Authors: Margaret Ronald
S
omeone had given me a blanket, possibly out of the mistaken idea that mental shock required the same treatment as physical shock. The blanket itched and hung heavy over me like a wool tent, but I couldn’t make myself shrug it off.
The ambulance had come, and gone, and judging from the EMTs’ expressions, they weren’t optimistic about Abigail’s chances. She’d lasted long enough for the ambulance, I told myself; that had to mean something, right? But that self-consolation was a weak shield against the memory of that wound in her throat—hell, of all the wounds. And of the jar, the damn empty jar from the Three Cranes. Had her attacker used it to call down a death on Abigail, in some weird inversion of sympathetic magic?
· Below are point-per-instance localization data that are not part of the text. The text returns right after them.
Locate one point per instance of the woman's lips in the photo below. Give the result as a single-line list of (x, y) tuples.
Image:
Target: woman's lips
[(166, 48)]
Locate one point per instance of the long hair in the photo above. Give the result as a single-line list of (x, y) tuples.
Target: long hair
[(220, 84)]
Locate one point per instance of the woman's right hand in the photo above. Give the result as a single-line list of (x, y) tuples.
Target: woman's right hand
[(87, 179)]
Or had they just left it behind, now that it was used up…
A police car had followed the ambulance, and the younger of the two officers had listened to a trimmed-down version of my story, then told me to stay put. That had been maybe half an hour ago. Since then I’d watched one long procession of police, panicked witnesses, Animal Control officers, and staff from the hotel that was the closest building to the park. I thought I recognized the name of the hotel, then real
ized I’d called it the other day: it was where Abigail had been staying. Of course.
Tania had called twice. I didn’t have the guts to call her back.
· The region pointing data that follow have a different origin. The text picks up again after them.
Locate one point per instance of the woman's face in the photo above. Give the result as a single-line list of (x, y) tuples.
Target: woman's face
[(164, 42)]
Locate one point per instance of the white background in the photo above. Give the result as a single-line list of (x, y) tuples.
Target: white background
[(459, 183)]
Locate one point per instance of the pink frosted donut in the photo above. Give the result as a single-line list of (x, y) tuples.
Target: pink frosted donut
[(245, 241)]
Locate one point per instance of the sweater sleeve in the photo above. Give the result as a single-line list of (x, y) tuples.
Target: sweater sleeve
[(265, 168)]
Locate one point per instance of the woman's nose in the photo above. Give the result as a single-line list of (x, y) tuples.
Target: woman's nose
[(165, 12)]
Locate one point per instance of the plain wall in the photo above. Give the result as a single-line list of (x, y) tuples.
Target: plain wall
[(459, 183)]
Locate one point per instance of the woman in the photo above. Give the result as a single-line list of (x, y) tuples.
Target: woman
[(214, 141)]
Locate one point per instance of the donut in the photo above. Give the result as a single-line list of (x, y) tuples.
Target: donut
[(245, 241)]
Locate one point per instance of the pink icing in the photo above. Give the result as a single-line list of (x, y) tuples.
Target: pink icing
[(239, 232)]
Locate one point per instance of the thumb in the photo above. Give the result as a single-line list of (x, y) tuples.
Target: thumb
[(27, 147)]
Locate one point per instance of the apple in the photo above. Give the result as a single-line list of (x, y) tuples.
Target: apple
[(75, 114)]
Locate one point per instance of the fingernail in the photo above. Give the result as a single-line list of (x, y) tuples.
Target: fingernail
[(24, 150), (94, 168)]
Right now the officer who’d taken my first frazzled statement was talking to a determined young woman with a notebook, explaining that no, there was no dog problem in the park but yes, they would be conducting a full investigation. I huddled a little further into the musty heat of the blanket.
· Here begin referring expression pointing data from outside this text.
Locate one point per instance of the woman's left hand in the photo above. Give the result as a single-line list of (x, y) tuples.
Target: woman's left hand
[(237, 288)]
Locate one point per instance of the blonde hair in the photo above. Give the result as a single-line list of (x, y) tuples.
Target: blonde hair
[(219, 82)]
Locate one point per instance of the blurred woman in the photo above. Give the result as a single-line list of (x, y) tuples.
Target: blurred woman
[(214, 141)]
A shadow fell over me. “I told you everything already,” I muttered, pulling the blanket back down, then stopped. A small, dark-haired woman holding a Boston Police Department badge loosely in one hand gazed down at me with an expression of mixed shock and dismay. “Jesus,” I breathed. “Rena, my God, it’s good to see you.”
I got to my feet and almost hugged her. Almost. I noticed two things in time: one, a tall black man standing a few paces behind her, watching me. Two, Rena may be a hugging person, but only when she’s off duty. And now she wore her duty like a coat of armor.
I didn’t often see Rena in her official capacity, mostly because when I saw her she didn’t want to remember that it existed. When she put on that badge, it was like her entire skeleton was rearranged, making her stand a little taller, a little broader, radiating a sort of quiet immobility that I usually associated with bedrock. Whatever she’d been so excited about a few days ago, none of it showed now.
I didn’t know the guy with her, though he looked more at ease. He was younger than Rena, though they seemed to be on equal footing. I wondered if they’d partnered him with her to make up for her lack of height, and decided they’d have to be idiots to do so. “Excuse me,” he said, with that peculiar cadence that cops have when they don’t mean excuse me at all. “Do you know each other?”
I hesitated—the last thing I wanted was to get Rena
into any trouble—but she answered for me. “We do. Evie—Ms. Scelan, this is Assistant Detective Foster. May we ask you a few questions?”
“I don’t think I can stop you—” I caught Rena’s sidelong glance toward the officer who’d been first on the scene, and I finally registered what had been bothering me. The side of the first officer’s car didn’t show the BPD logo; it was a Newton Police Department car.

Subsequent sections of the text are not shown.